Here he broke off with a sharp laugh, and drawing the boy closer to him, cried:
"No harm is meant my Tancred! And you may keep the black horse in remembrance of this hour."
It was old Berthold, my uncle's body-servant who told me all this; Herdegen when he came home answered none of my questions. He would not grant my prayer that he should show himself to Ann in his knight's harness, and said somewhat roughly that she loved not such mummery. Thus it was not hard to guess what was in his mind; but how came it to pass that this old man, whose princely wife had wrought ruin to his peace and happiness, could so diligently labor to lead him he best loved on earth into the like evil course? And among many matters of which I lacked understanding there was yet this one: Wherefore should Eppelein, who so devoutly loved his master, and who knew right well how to value a young maid's beauty—and why should my good Susan and the greater part of our servitors have turned so spitefully against Ann, to whom in past days they were ever courteous and serviceable, since they had scented a betrothal between her and my eldest brother?

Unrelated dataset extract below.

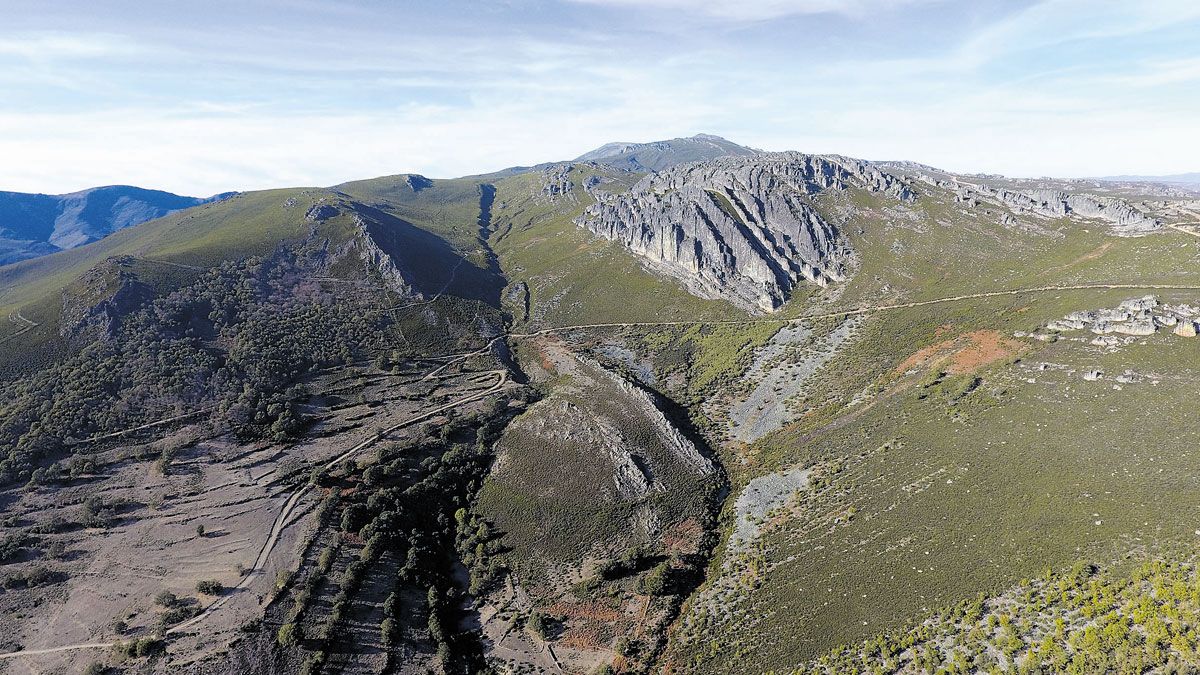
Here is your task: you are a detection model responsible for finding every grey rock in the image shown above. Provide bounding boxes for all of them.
[304,203,337,222]
[955,183,1163,237]
[575,133,757,172]
[576,153,916,311]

From the first I had been but ill-pleased to see Herdegen so diligent over this idle sport and spending so many hours away from his sweetheart, when he was so soon to quit us all. Nevertheless I had not the heart to admonish him, all the more as in many a dull hour he was apt to believe that, for the sake of his love, he must need deny himself sundry pleasures which our father had been free to enjoy; and I weened that I knew whence arose this faint-heartedness which was so little akin to his wonted high spirit.
Looking backward, a little before this time, I note first that Ann had not been able to keep her love-matters a secret from her mother. Albeit the still young and comely widow had solemnly pledged herself to utter no word of the matter, like most Italian women—and may be many a Nuremberger—she could not refrain herself from telling that of which her heart and brain were full, deeming it great good fortune for her child and her whole family; and she had shared the secret with all her nearest friends. Eight days before Shrove Tuesday Cousin Maud and we three Schoppers had been bidden to spend the evening in the house by the river, and Dame Giovanna, kind-hearted as ever, but not far-seeing, had likewise bidden her father-in-law, the lute-player, and Adam Heyden from the tower, and Ann's one and only aunt, the widow of Rudel Hennelein.
This Hennelein had been the town bee-master, the chief of the bee-keepers, who, then as now, had their business out in the Lorenzer-Wald. His duties had been to hold an assize for the bee-keepers three times in the year at a village called Feucht, and to lend an ear to their complaints; and albeit he had fulfilled his office without blame, he had dwelt in strife with his wife, and being given to rioting, he was wont rather to go to the tavern than sit at table with his cross-grained wife.